Regulators on both sides of the pond are grilling Facebook about privacy, and the company announced that it had set aside $3 billion for any potential fines it might incur.
This comes after a series of appearances by Facebook founder and CEO Mark Zuckerberg before Congressional committees and other regulatory bodies. The hearings were a financial nightmare for the company. Investors selling shares in their wake drained more than $70 billion from the company’s market cap.
But while regulators are up in arms about how Facebook uses the private data of its members, those who use Facebook don’t seem terribly concerned. The company reported results that beat estimates, and its shares are higher than before the flap began. The company experienced an 8% increase in users over the last year.
Ben Marder, senior lecturer in marketing at the University of Edinburgh Business School, said:
With each fresh scandal, commentators and politicians demand vague action and declare the end is nigh.
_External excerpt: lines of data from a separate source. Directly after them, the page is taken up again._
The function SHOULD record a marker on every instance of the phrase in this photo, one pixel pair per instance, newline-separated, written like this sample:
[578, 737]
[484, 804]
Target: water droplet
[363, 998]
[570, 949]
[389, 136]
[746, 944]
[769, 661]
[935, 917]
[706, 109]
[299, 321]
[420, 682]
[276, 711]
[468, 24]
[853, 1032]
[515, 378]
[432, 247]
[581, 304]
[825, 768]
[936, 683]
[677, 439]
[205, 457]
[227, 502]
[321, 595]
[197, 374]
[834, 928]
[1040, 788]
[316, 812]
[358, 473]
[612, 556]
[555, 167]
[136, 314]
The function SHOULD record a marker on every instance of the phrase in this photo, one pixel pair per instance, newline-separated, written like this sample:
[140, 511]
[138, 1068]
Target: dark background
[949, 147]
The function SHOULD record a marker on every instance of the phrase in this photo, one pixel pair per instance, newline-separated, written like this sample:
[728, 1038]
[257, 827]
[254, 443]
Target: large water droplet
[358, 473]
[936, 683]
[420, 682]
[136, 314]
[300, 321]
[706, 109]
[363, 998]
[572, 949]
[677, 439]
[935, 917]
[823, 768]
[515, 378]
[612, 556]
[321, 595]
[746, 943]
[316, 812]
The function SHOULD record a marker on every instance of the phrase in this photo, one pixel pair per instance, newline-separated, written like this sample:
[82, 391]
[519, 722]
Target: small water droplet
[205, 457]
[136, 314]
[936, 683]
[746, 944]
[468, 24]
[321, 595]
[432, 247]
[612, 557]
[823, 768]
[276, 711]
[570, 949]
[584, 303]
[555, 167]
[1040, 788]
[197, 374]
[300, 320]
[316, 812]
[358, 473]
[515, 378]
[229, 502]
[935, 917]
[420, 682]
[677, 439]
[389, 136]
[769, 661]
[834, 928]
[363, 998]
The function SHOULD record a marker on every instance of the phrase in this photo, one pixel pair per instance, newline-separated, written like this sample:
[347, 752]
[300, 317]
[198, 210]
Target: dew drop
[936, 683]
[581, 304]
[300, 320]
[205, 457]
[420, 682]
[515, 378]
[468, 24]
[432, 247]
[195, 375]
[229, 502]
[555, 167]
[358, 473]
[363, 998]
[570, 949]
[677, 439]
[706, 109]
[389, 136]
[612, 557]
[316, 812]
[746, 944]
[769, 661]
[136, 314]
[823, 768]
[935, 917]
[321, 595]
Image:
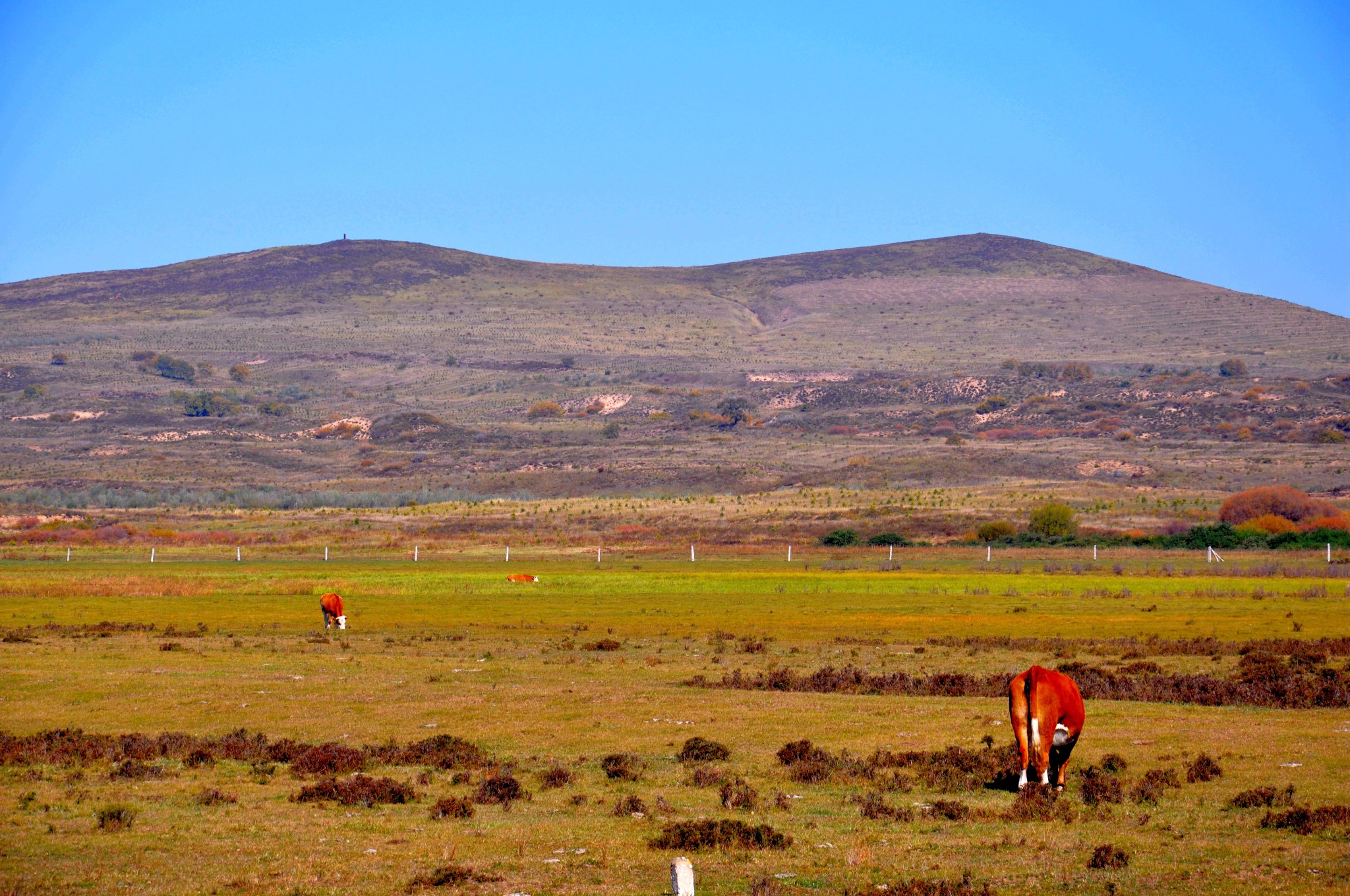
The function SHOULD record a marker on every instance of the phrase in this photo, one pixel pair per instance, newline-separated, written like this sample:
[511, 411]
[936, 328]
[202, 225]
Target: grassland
[446, 646]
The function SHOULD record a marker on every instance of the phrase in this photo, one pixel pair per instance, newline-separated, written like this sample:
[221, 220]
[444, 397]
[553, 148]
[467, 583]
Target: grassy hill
[885, 342]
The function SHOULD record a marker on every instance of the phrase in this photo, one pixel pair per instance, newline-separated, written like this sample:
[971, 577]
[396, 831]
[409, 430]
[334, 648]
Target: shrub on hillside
[1280, 501]
[698, 749]
[1075, 373]
[840, 539]
[546, 409]
[172, 368]
[995, 530]
[208, 405]
[736, 410]
[1053, 520]
[991, 404]
[1268, 524]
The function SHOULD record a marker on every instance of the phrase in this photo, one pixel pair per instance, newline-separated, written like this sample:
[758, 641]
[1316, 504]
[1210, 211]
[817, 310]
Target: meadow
[596, 660]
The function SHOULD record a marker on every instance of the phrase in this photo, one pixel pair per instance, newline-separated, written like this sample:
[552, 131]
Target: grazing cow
[1042, 701]
[331, 605]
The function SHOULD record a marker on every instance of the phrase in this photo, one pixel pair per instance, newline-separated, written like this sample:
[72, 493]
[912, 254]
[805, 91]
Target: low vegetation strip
[72, 746]
[1261, 681]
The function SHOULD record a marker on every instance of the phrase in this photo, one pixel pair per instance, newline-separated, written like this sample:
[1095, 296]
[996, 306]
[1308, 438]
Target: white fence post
[682, 878]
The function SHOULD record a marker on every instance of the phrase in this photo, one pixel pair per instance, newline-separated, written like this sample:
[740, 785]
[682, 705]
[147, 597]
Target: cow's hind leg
[1020, 715]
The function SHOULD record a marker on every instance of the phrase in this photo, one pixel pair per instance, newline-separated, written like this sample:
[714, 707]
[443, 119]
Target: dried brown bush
[1308, 821]
[1204, 768]
[1262, 798]
[702, 750]
[328, 759]
[874, 806]
[358, 790]
[707, 776]
[555, 776]
[453, 807]
[498, 789]
[719, 834]
[1109, 857]
[1280, 501]
[1152, 787]
[211, 797]
[951, 810]
[739, 794]
[1038, 803]
[450, 876]
[623, 767]
[135, 771]
[628, 806]
[115, 818]
[1101, 786]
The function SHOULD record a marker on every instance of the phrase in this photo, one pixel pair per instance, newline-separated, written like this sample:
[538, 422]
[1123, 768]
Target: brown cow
[331, 606]
[1045, 701]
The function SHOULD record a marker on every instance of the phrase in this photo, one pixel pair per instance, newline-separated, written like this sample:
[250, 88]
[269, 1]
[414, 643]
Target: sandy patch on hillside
[358, 427]
[819, 377]
[609, 404]
[1113, 468]
[173, 435]
[77, 414]
[27, 521]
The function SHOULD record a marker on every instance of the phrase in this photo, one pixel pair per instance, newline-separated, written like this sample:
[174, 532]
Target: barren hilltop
[370, 366]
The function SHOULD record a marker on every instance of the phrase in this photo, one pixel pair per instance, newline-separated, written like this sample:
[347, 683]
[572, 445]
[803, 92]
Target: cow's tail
[1033, 729]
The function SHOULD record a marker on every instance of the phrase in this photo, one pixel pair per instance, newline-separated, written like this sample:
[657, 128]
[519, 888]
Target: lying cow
[1048, 714]
[331, 605]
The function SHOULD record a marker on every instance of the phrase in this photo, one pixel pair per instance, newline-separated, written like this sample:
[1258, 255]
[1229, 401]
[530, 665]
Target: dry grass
[537, 702]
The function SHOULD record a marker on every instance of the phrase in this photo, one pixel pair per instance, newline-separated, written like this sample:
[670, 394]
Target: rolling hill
[435, 358]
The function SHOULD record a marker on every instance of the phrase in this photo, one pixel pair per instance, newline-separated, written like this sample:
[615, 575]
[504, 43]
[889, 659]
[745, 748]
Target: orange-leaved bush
[1280, 501]
[1270, 524]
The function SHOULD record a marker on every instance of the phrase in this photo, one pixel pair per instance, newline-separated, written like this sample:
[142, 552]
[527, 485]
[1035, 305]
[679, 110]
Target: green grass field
[448, 647]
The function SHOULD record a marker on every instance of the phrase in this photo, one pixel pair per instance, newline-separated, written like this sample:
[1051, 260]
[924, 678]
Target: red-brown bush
[1281, 501]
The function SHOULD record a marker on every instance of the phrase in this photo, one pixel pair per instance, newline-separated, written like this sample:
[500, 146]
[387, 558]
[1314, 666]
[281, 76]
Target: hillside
[891, 345]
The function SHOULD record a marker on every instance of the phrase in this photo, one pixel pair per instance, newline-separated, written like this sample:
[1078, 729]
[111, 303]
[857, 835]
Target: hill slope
[875, 342]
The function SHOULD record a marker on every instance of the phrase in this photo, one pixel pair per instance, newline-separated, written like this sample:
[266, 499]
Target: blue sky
[1210, 141]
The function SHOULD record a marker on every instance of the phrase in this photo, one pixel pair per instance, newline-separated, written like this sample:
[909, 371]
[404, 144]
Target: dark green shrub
[840, 539]
[995, 530]
[1053, 520]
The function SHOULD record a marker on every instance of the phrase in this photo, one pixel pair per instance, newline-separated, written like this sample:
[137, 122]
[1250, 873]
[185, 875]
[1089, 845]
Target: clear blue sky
[1210, 141]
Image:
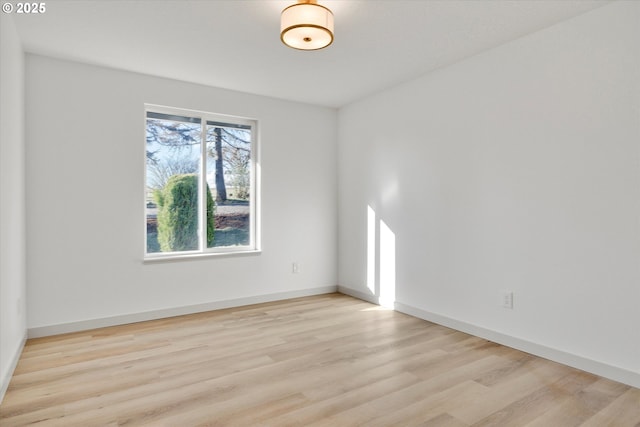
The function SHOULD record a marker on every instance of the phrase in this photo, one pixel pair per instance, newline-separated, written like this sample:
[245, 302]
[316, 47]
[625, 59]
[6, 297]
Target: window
[200, 189]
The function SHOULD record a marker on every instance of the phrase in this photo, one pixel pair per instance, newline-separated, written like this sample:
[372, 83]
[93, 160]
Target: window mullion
[202, 186]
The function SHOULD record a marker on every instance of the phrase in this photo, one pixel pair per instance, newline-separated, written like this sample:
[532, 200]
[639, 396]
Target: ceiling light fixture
[306, 25]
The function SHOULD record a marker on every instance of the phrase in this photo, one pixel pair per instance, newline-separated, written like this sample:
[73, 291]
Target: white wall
[12, 201]
[85, 190]
[516, 169]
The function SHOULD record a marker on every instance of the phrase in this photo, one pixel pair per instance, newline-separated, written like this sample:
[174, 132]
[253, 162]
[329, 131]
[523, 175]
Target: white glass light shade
[306, 26]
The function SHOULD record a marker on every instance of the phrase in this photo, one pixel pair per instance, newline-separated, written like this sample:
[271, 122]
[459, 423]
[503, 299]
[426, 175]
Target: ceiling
[235, 44]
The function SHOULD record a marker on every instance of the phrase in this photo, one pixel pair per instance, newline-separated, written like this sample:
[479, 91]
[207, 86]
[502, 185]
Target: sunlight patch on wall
[387, 266]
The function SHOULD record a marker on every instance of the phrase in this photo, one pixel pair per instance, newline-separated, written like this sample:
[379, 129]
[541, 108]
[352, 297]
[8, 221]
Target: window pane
[229, 180]
[173, 171]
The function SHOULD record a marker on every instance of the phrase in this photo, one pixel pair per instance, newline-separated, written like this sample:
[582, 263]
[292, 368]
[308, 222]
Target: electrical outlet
[507, 299]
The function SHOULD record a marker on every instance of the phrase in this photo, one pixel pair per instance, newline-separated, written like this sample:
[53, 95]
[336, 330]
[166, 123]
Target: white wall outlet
[507, 299]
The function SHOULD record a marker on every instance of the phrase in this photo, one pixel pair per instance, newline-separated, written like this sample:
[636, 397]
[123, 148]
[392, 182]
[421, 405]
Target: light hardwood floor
[328, 360]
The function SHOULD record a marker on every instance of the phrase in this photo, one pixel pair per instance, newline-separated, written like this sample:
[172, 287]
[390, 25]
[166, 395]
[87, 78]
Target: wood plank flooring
[328, 360]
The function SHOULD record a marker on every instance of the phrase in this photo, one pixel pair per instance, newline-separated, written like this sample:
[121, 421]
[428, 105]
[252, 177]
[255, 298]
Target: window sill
[206, 255]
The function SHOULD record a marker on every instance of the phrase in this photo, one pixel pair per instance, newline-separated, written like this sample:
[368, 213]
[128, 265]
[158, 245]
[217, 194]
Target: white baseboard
[6, 378]
[358, 294]
[83, 325]
[602, 369]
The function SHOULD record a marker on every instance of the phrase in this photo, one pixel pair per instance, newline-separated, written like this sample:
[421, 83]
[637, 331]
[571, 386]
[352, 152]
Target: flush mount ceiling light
[306, 25]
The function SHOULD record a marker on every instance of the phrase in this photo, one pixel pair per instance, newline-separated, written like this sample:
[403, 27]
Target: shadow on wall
[381, 260]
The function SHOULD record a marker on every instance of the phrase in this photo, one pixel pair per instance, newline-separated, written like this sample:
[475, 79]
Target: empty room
[320, 213]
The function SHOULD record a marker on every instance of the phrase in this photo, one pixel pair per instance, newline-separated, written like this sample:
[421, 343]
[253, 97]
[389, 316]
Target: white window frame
[254, 246]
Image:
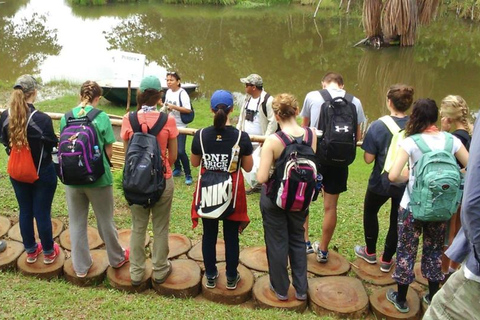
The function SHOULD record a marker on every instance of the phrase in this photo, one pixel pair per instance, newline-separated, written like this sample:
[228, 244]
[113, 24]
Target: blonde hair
[18, 114]
[456, 108]
[285, 105]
All this just solidifies Facebook as a shining example of ‘whatever doesn’t kill you makes you stronger’. Figures show its users are generally happier now, following alterations to the algorithm to give them more ‘meaningful content’.
Marketers also appear less sensitive to privacy than they let on. While companies might have concerns, they still work with Facebook because the company is such a large part of the social media landscape. Cutting out Facebook would deal a major blow to most online marketing efforts.
It’s not clear why users don’t care much about the privacy issues. It could be that they don’t expect much privacy when they post their personal lives online, or perhaps they don’t think there’s much privacy left. With Ring doorbells, government cameras on light poles, and social media firms tracking everything we do, its easy to see how people would meet privacy concerns with a shrug.